Nearly four decades on and everything has changed. Vietnam – together with its once ravaged neighbors, Laos and Cambodia – is open for business, open for travel, and very much open to Americans, who are now welcomed as friends and allies.
The author is a foreign correspondent who has lived in Southeast Asia for 25 years and who knows Vietnam, Laos and Cambodia intimately. He also leads regular tours of Indochina for Wilderness Travel in California. As a lecturer he has, over the years, struggled to make sense of the American involvement in Indochina and to explain the deeper and more complex reasons behind not just the ‘Vietnam War’, but behind the three Indochina Wars fought with France (1946-54), America (1964-75) and China (1979-80) – all inextricably and confusingly linked.

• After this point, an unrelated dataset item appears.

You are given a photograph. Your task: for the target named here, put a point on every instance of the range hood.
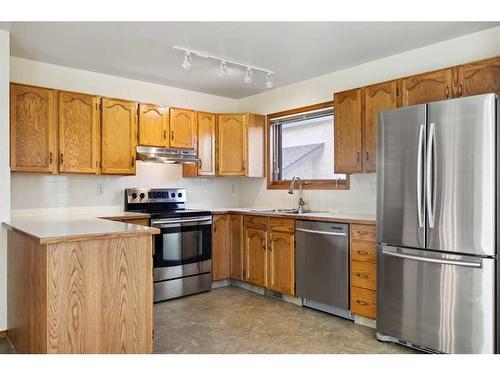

Understanding the Indochina Wars is the product of many years of research, travel and writing, and seeks to present the Indochina Wars in a detailed yet clear and comprehensible narrative. It is aimed at anyone seeking to understand Vietnam’s bloodstained history during the 20th century, but more especially at American – and other – visitors traveling to the intoxicating and wonderful region that is Indochina.